Bazı etnik gruplarda spesifik gen farklılaşmaları belirlenmiştir. Örneğin Aşkenazi Yahudi soyundan gelen bireyler arasında BRCA1 ve BRCA2 genlerindeki değişiklik oranı %2,3 olarak bulunmuştur, fakat bu oran genel toplumdakinden 5 kat daha fazladır. Keza bazı toplumlarda (Norveçli, Hollandalı ve İzlandalı) BRCA1 ve BRCA2 genlerinde bu toplumlara özgü spesifik mutasyonlar bulunmuştur. Etnik gruplar arsındaki farklılıklara ilişkin bu bilgiler toplum sağlığı açısından önemli olur, zira uygulanacak testler bakımından oldukça yararlı ipuçları verir.
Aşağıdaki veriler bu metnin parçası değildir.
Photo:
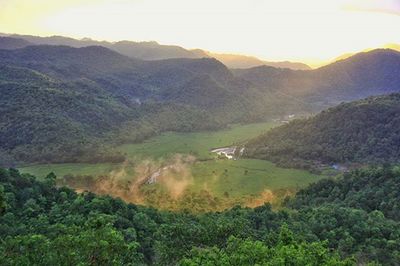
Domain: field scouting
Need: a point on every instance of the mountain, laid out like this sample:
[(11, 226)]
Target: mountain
[(73, 101), (155, 51), (130, 99), (9, 43), (365, 131), (139, 50), (362, 75), (372, 189), (42, 223), (243, 61), (393, 46)]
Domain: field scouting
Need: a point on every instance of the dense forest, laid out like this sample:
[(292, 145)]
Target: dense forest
[(65, 104), (365, 131), (48, 225)]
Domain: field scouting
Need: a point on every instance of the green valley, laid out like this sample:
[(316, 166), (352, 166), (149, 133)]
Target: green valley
[(183, 163)]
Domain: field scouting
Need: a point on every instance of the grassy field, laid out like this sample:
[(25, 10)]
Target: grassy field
[(198, 144), (246, 177), (222, 178)]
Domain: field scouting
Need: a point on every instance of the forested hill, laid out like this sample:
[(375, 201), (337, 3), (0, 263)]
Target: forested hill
[(365, 74), (362, 131), (59, 103), (41, 224)]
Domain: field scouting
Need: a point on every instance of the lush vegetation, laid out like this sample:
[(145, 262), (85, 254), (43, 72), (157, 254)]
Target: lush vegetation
[(42, 224), (76, 103), (196, 179), (366, 189), (365, 131), (359, 76), (62, 104)]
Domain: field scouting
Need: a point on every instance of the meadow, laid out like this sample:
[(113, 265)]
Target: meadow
[(190, 167)]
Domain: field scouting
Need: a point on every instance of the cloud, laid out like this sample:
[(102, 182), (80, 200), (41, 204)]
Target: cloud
[(391, 7)]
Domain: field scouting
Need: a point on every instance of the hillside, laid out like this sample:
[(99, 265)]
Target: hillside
[(92, 95), (9, 43), (374, 189), (45, 224), (155, 51), (362, 75), (104, 96), (243, 61), (139, 50), (365, 131)]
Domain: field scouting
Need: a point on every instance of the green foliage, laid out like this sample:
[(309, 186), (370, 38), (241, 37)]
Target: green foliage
[(370, 189), (45, 225), (248, 252), (365, 131)]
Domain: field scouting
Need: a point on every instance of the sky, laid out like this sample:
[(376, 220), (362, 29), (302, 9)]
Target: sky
[(310, 31)]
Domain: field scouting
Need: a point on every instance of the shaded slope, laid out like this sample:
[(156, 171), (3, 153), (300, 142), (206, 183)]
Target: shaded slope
[(361, 131)]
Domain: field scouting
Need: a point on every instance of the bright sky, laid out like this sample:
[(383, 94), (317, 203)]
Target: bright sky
[(312, 31)]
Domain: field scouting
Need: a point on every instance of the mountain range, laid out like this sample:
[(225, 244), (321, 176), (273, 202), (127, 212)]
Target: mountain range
[(60, 103), (364, 131), (150, 51)]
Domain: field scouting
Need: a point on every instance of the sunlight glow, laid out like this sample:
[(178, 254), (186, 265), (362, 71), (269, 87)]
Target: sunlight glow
[(312, 31)]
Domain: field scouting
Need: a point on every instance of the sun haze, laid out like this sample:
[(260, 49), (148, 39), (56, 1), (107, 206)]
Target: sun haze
[(311, 31)]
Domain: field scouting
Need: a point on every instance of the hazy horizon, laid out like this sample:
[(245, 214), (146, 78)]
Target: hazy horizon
[(308, 31)]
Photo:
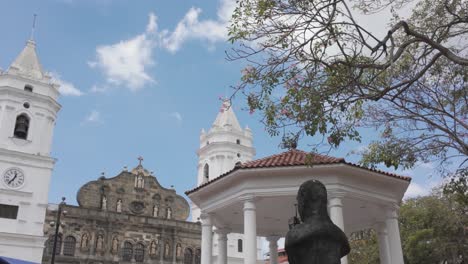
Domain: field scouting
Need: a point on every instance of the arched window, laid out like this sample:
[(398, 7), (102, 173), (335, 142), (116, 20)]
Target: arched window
[(169, 213), (206, 172), (139, 252), (127, 251), (50, 245), (58, 247), (69, 246), (167, 250), (188, 256), (197, 256), (28, 88), (239, 245), (21, 126)]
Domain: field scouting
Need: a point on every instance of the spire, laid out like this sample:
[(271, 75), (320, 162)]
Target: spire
[(226, 118), (27, 63)]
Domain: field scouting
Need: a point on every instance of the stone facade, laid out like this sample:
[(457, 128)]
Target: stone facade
[(129, 218)]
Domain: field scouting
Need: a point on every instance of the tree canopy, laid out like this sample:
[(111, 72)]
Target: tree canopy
[(315, 70)]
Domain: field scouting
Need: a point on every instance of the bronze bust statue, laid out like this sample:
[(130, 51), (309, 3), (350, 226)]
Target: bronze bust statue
[(316, 240)]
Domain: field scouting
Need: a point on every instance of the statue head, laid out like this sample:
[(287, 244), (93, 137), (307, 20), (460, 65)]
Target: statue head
[(312, 200)]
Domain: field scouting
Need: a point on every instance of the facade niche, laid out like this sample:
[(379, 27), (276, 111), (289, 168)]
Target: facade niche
[(127, 252), (69, 246), (21, 126)]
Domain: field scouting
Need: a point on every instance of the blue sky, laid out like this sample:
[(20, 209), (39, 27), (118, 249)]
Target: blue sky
[(138, 78)]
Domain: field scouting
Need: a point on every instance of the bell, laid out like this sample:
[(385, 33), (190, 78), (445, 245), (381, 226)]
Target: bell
[(21, 128)]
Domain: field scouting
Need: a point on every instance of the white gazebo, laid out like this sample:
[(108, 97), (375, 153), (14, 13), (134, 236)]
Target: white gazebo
[(258, 198)]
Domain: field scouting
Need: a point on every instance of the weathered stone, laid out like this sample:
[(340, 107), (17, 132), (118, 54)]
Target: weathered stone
[(316, 240), (100, 232)]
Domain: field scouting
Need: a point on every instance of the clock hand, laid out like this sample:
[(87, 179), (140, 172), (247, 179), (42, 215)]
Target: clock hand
[(12, 179)]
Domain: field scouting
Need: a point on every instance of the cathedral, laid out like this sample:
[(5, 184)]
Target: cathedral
[(28, 111), (126, 218)]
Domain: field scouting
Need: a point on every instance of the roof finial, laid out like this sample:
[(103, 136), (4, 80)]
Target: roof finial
[(33, 27)]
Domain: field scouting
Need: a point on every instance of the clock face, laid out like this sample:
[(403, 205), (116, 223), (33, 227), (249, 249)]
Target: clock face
[(13, 178)]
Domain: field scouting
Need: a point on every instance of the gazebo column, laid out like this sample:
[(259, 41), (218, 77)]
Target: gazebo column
[(222, 245), (394, 240), (273, 241), (336, 214), (250, 231), (207, 239), (384, 250)]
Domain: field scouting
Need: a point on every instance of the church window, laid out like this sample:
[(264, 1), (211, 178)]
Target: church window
[(188, 256), (127, 251), (104, 202), (167, 250), (69, 246), (139, 181), (119, 206), (28, 88), (155, 211), (139, 252), (21, 126), (169, 213), (206, 172), (8, 211), (239, 245), (50, 247), (197, 256)]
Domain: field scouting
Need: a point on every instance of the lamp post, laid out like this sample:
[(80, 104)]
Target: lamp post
[(57, 226)]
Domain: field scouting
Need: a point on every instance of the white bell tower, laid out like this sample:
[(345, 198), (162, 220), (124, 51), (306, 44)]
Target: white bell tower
[(224, 145), (28, 110)]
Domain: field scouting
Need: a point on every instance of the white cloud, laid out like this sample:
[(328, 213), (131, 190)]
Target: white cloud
[(93, 117), (99, 88), (126, 63), (191, 27), (415, 190), (66, 88)]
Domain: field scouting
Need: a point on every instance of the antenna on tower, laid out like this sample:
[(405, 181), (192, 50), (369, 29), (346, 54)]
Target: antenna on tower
[(33, 27)]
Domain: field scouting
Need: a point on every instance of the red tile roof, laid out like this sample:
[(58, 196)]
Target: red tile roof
[(292, 158)]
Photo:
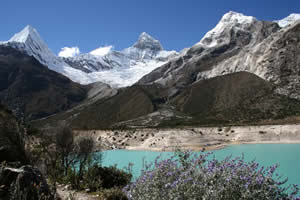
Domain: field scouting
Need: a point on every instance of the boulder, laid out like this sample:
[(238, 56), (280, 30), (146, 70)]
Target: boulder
[(25, 183)]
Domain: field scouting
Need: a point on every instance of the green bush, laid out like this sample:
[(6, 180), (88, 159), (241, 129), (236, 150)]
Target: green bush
[(108, 177), (113, 194)]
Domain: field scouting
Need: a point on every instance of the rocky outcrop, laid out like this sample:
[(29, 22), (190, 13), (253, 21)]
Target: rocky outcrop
[(33, 91), (25, 183), (11, 138), (238, 43)]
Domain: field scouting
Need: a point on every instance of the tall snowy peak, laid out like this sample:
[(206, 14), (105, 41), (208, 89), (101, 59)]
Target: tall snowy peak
[(30, 42), (228, 21), (146, 41), (291, 19)]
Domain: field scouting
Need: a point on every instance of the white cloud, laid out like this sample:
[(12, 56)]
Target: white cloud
[(69, 52), (101, 51)]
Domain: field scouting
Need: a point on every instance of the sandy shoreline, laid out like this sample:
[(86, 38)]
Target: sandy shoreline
[(197, 139)]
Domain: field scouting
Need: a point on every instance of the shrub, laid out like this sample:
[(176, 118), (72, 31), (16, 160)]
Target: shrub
[(192, 176), (113, 194), (107, 177)]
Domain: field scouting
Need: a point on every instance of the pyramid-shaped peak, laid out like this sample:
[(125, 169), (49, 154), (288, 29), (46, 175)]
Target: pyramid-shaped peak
[(291, 19), (235, 17), (146, 41), (23, 35)]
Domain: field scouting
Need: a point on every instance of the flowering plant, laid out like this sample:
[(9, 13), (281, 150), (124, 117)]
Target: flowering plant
[(187, 175)]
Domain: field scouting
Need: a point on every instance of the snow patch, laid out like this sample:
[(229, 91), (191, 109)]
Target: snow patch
[(67, 52), (230, 19), (291, 19), (102, 51)]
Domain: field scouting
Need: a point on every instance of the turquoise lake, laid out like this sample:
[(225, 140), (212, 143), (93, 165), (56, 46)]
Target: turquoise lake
[(286, 155)]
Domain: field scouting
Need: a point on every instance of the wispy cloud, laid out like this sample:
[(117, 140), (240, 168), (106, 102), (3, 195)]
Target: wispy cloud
[(102, 51), (69, 52)]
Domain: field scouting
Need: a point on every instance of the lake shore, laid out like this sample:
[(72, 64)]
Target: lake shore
[(196, 139)]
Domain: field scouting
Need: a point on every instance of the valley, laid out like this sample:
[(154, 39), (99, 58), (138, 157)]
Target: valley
[(196, 139), (239, 85)]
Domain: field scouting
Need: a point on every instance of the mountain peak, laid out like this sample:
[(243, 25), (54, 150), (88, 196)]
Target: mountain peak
[(146, 41), (235, 17), (228, 21), (292, 18), (23, 35)]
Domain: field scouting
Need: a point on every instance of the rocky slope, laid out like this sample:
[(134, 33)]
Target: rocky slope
[(123, 68), (117, 68), (238, 98), (237, 43)]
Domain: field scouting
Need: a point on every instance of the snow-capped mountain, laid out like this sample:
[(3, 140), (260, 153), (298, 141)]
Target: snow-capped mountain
[(230, 20), (238, 43), (123, 68), (291, 19), (117, 68), (30, 42)]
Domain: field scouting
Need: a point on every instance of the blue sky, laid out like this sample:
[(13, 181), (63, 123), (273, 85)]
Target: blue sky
[(92, 23)]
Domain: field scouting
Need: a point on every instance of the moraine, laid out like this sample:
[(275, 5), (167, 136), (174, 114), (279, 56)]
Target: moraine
[(286, 155)]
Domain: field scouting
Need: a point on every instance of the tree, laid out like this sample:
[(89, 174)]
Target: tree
[(65, 145), (83, 151)]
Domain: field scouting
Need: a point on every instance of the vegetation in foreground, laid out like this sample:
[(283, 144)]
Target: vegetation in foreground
[(188, 176)]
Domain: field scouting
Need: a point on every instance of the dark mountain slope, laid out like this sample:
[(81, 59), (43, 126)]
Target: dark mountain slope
[(31, 89), (128, 103), (238, 98), (235, 98), (11, 138)]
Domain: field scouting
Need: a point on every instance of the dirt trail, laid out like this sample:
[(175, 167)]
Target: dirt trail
[(193, 138)]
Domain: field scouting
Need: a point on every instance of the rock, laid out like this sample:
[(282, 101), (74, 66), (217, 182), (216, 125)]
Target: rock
[(26, 180)]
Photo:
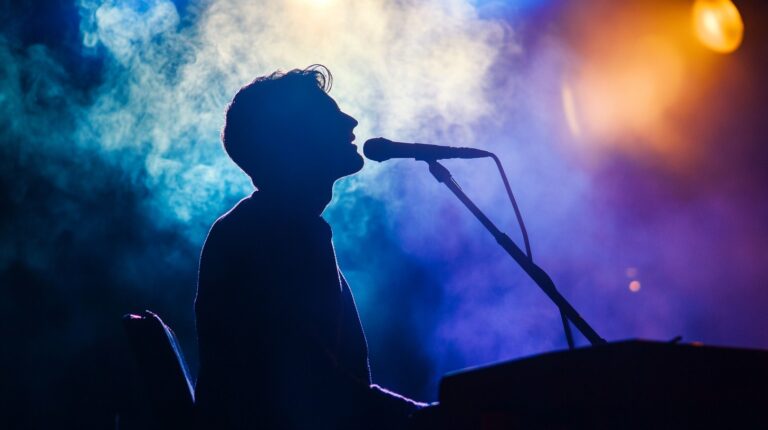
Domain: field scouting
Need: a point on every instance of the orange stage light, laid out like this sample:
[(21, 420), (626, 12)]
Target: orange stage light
[(718, 25)]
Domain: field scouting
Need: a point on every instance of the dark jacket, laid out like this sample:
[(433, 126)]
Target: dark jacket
[(281, 344)]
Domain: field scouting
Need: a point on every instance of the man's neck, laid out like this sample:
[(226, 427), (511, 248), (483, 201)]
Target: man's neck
[(302, 204)]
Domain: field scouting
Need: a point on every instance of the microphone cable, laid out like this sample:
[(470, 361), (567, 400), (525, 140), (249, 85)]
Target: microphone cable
[(526, 242)]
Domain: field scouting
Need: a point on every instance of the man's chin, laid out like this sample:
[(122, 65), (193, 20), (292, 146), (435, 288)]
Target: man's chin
[(351, 165)]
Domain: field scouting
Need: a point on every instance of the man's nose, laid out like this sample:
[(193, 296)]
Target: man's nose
[(349, 119)]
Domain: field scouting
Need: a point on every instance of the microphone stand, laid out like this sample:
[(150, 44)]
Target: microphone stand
[(536, 273)]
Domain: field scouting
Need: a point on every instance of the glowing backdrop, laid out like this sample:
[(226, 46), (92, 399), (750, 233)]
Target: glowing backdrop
[(634, 146)]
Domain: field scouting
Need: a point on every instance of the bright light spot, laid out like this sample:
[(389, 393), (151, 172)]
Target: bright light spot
[(718, 25), (570, 110)]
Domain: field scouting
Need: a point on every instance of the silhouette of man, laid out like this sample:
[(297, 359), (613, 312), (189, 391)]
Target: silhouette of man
[(281, 344)]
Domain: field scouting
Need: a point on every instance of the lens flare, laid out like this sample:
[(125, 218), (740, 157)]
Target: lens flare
[(569, 107), (718, 25)]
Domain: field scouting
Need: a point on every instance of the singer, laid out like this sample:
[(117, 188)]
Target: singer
[(281, 344)]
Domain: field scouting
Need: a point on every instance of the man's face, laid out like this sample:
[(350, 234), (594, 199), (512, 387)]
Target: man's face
[(327, 138)]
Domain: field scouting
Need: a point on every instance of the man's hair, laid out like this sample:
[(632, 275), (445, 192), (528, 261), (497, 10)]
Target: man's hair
[(262, 112)]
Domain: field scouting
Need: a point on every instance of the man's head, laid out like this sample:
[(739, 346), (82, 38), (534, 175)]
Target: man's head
[(284, 130)]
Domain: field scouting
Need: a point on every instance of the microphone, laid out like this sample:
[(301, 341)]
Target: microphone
[(380, 149)]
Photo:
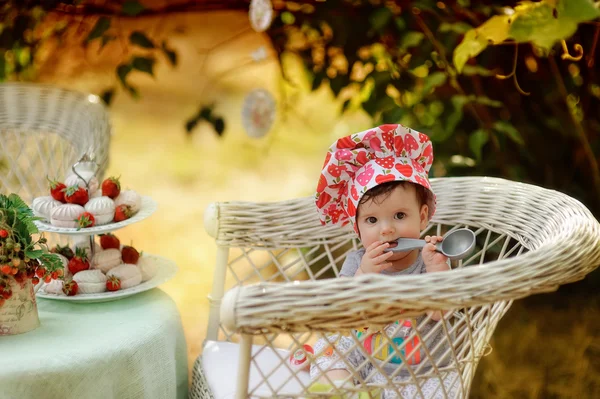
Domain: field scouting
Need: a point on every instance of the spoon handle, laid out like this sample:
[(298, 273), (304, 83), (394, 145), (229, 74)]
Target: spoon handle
[(407, 244)]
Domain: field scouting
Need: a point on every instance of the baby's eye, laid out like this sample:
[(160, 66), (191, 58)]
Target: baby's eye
[(371, 220)]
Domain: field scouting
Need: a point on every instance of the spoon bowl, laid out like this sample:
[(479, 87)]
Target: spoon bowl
[(457, 244)]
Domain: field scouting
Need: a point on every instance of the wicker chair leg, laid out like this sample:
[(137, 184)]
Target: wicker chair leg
[(199, 388)]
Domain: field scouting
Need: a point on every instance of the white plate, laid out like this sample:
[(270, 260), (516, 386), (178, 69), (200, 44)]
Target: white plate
[(165, 271), (148, 207)]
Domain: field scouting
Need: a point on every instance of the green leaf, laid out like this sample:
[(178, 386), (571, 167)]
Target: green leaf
[(144, 64), (411, 39), (132, 8), (170, 54), (140, 39), (470, 46), (434, 80), (477, 140), (510, 131), (380, 18), (101, 26), (493, 31), (543, 24), (34, 254)]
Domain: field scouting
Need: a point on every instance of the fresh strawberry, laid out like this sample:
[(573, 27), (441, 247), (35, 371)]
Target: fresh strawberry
[(76, 195), (130, 255), (123, 212), (111, 187), (64, 251), (70, 288), (57, 190), (108, 241), (79, 262), (113, 283), (86, 219)]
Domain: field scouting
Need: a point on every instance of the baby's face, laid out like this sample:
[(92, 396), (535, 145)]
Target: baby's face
[(397, 216)]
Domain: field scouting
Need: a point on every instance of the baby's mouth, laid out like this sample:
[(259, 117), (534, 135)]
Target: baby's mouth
[(392, 244)]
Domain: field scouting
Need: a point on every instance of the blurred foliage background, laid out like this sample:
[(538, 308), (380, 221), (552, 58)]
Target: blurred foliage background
[(503, 89)]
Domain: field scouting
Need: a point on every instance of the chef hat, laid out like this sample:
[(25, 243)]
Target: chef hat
[(356, 163)]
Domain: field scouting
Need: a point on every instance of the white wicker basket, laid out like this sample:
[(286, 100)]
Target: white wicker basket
[(44, 130), (530, 240)]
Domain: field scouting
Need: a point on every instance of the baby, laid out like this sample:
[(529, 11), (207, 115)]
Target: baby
[(377, 181)]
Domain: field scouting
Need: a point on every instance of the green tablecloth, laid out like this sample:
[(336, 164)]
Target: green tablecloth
[(130, 348)]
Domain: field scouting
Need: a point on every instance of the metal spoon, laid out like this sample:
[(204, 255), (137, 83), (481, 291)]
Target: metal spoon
[(457, 244)]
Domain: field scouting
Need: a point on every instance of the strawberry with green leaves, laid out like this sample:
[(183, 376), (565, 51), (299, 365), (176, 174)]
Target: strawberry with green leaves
[(113, 283), (86, 219), (130, 255), (123, 212), (79, 262), (76, 195), (70, 288), (57, 190), (109, 241), (111, 187)]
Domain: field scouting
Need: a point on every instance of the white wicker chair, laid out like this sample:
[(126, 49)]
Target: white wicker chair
[(44, 130), (530, 240)]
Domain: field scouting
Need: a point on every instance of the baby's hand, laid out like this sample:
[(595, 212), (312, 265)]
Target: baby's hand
[(434, 261), (374, 259)]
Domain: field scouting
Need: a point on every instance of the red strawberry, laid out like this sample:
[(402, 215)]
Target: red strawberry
[(335, 170), (130, 255), (57, 190), (322, 183), (362, 157), (70, 288), (387, 162), (79, 262), (398, 145), (111, 187), (108, 241), (323, 199), (86, 219), (365, 177), (384, 178), (345, 142), (411, 143), (406, 170), (351, 209), (76, 195), (113, 283), (123, 212)]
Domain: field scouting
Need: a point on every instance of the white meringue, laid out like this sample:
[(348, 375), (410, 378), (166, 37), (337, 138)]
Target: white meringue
[(90, 281), (54, 287), (131, 199), (103, 209), (72, 180), (129, 275), (148, 267), (65, 215), (106, 260), (42, 206)]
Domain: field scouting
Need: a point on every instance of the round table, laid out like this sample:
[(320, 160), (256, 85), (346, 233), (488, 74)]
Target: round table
[(130, 348)]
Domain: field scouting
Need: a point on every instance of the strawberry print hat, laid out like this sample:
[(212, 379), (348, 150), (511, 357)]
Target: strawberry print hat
[(356, 163)]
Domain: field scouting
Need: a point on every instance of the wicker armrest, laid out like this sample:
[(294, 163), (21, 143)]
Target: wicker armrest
[(345, 303)]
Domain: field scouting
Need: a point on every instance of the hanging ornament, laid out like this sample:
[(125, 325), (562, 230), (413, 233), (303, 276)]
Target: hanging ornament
[(258, 113), (261, 14)]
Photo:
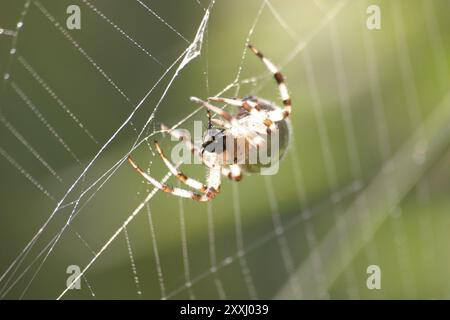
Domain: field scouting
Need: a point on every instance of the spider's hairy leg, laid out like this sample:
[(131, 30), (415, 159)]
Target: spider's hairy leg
[(225, 115), (220, 123), (180, 175), (233, 172), (164, 187), (181, 136), (276, 115), (250, 106)]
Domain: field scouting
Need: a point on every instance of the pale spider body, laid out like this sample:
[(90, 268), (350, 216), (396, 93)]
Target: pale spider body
[(216, 152), (231, 140)]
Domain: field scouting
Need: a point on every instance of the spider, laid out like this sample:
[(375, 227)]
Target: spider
[(255, 122)]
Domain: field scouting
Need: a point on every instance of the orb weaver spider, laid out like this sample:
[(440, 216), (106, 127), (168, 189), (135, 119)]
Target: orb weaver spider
[(255, 122)]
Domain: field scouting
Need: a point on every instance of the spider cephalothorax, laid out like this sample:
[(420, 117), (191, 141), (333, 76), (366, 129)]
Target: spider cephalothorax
[(233, 144)]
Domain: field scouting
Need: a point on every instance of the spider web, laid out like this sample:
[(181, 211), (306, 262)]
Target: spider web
[(315, 240)]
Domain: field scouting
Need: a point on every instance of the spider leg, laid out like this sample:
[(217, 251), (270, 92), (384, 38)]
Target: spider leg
[(276, 115), (251, 107), (180, 175), (233, 172), (212, 190), (220, 123), (225, 115), (181, 136)]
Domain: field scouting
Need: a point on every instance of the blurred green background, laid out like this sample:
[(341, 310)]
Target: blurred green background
[(365, 182)]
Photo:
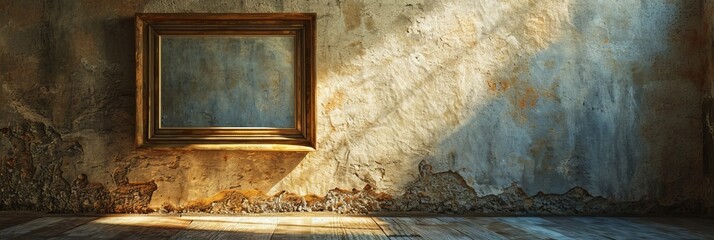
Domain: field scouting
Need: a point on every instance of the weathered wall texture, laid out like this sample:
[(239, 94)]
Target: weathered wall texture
[(708, 109), (452, 105)]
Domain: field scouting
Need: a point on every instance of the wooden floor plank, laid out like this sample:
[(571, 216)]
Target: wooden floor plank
[(257, 228), (536, 226), (10, 220), (358, 227), (127, 227), (17, 230), (56, 228), (315, 226), (293, 228), (394, 229), (432, 228), (506, 230), (575, 229), (693, 227), (326, 228), (206, 227), (472, 230)]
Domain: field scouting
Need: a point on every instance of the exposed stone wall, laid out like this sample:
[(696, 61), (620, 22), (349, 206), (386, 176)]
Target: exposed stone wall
[(456, 105)]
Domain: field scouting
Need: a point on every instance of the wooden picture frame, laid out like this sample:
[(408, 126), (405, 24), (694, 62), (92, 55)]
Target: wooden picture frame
[(223, 81)]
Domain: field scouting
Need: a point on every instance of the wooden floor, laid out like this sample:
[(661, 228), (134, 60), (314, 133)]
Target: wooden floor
[(14, 225)]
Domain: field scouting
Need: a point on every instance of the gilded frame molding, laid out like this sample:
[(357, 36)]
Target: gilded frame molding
[(149, 132)]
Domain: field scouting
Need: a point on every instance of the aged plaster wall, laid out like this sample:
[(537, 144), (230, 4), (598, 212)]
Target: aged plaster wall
[(507, 103), (708, 110)]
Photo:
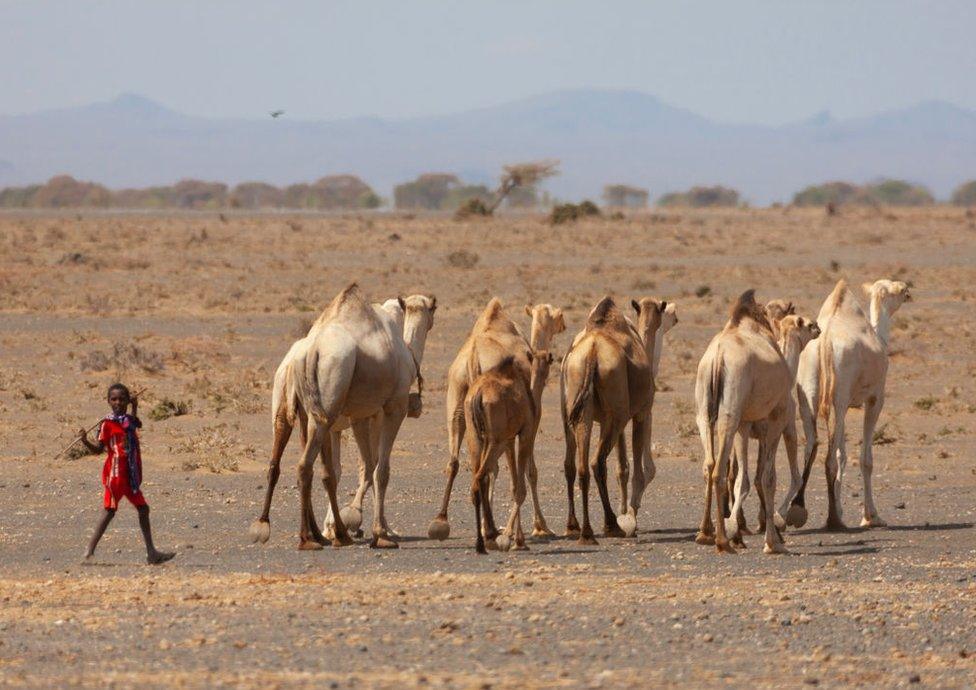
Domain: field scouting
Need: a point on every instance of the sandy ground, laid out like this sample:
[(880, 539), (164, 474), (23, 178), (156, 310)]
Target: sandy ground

4. Pozitif BRCA1 ve BRCA2 test sonucu ne anlama gelir?
Meme ve/veya ovaryum kanseri hikayesi bulunan bir ailede, hastalığı taşıyan ilk kişiye ilişkin yapılan genetik testler çok önemli olabilir. Eğer bu ilk kişinin mutant BRCA1 ya da BRCA2 genini taşıdığı bulunursa, bu spesifik gen değişmesine “bilinen mutasyon” denir. Bu aşamadan sonra, diğer aile bireyleri de aynı spesifik değişikliği taşıyıp taşımadıkları açısından kolayca test edilebilir. Bu incelemedeki pozitif test sonucu, testi yapılan kişinin BRCA1 ya da BRCA2 genindeki “bilinen mutasyon”u taşıdığı ve belirli bazı kanserleri geliştirmesi riskinin arttığını gösterir. Fakat burada dikkat edilmesi gereken husus; pozitif test sonucu kişinin risk altında olduğunu, fakat kanserin ortaya çıkıp çıkmayacağı ya da ne zaman ortaya çıkacağı konusunda bilgi vermez. Böyle bir testin sonucu pozitif çıkan bir kişi için, başka özel testlerin ya da hastalığı önleyici tıbbi önlemlerin alınması bakımından önemli bir bulgu ortaya koyar. Pozitif test sonucu keza aile üyelerinin ve sonraki kuşakların sağlık ve sosyal ilişkileri açısından da önemlidir. Diğer pek çok tıbbi testin aksine, genetik testler yalnızca testi yapılan kişiye ilişkin değil, diğer akrabalarla ilişkili bilgiler de verebilir. Mutant bir BRCA1 ve/veya BRCA2 geni taşıyan hem erkek hem de kadınlar, kendileri bizatihi kansere yakalanmış ya da yakalanmamış olsunlar, bu değişikliği kendi kız ya da erkek çocuklarına aktarabilirler.
5. Negatif BRCA1 ya da BRCA2 test sonucu ne anlama gelir?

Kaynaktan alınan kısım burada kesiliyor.